Precisado lo anterior, no es acertada la afirmación de la parte accionante al considerar que el proceso ordinario laboral promovido en su contra por la Universidad de Antioquia culminó aplicando una normatividad que no regula el caso, pues lo cierto es que en sede extraordinaria de casación se concluyó que el quejoso no había cumplido con los requisitos previstos en la Convención Colectiva de Trabajo para acceder a la pensión de jubilación. Específicamente, la Corporación accionada en sede de casación indicó lo siguiente: (…) En síntesis, la Resolución Administrativa 11.566 de 22 de noviembre de 1995, mediante la cual la demandante reconoció la pensión de jubilación convencional al hoy recurrente resulta ilegal, tal y como lo asentara el Tribunal, pues en modo alguno había cumplido su beneficiario con los requisitos previstos por el Artículo Décimo Cuarto de la convención colectiva de trabajo suscrita por la demandante y el Sindicato de Trabajadores Oficiales de la misma, vigente para el bienio 1976-1977 y aplicable para cuando mutó su calidad de trabajador oficial a empleado público --27 de agosto de 1980--, pues para ese momento no había completado los 20 años de servicios allí exigidos ni había arribado a la edad de 45 años de edad, dado que apenas empezó a laborar para aquélla el 4 de julio de 1975 y nació el 18 de julio de 1945.

En consecuencia, no incurrió el juez de la alzada en los yerros que le endilga la censura. Sustentada la determinación en los anteriores términos, es claro que no se está en presencia de una decisión arbitraria o caprichosa susceptibles de ser catalogada como vías de hecho vulneradora de garantías fundamentales, sin que el normal desacuerdo respecto de lo allí decidido deba estimarse como actuación irregular.

Además, el principio de autonomía de la función jurisdiccional (artículo 228 de la Carta Política) impide al juez de tutela inmiscuirse en providencias como la cuestionada que hizo tránsito a cosa juzgada, sólo porque el demandante no la comparte o tiene una comprensión diversa a la concretada en dicho pronunciamiento, sustentado en la normatividad aplicable y en la valoración efectuada conforme a las reglas de la sana crítica.

De ahí que la interpretación ponderada de los jueces al resolver un asunto dentro del ámbito de su competencia pertenece a su autonomía como administradores de justicia y no puede controvertirse su criterio a través de una acción de tutela, aduciendo el supuesto desconocimiento de garantías fundamentales. Lo dicho en precedencia constituye razón suficiente para que la Sala niegue por improcedente la acción de tutela interpuesta por el accionante.

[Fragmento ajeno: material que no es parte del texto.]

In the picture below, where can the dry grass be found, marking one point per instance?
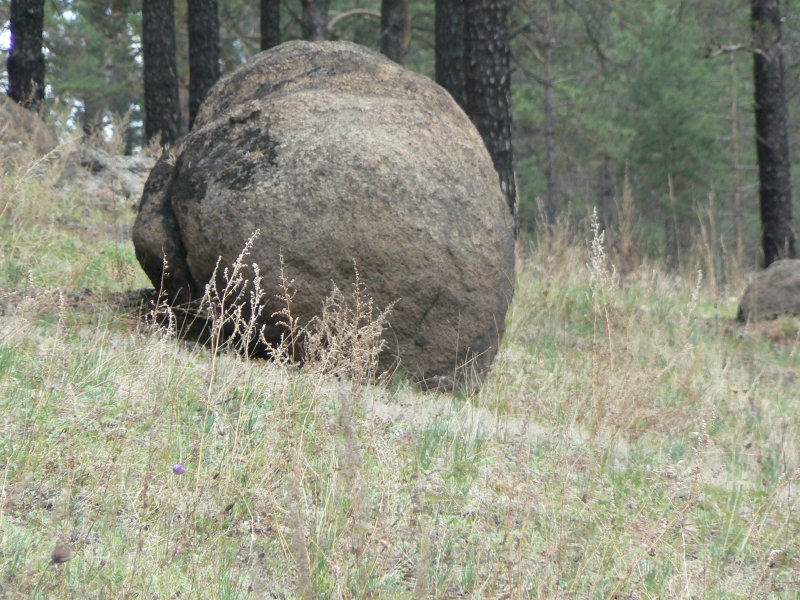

En mérito de lo expuesto, la Sala de Decisión de Tutelas de la Sala de Casación Penal de la Corte Suprema de Justicia, administrando justicia en nombre de la República y por autoridad de la Ley, RESUELVE Primero. Negar la tutela presentada por Arnobio Arboleda Cardona. Segundo. Ordenar que, si la decisión no es impugnada ante la Sala de Casación Civil de esta Corporación, se remita el expediente a la Corte Constitucional para su eventual revisión.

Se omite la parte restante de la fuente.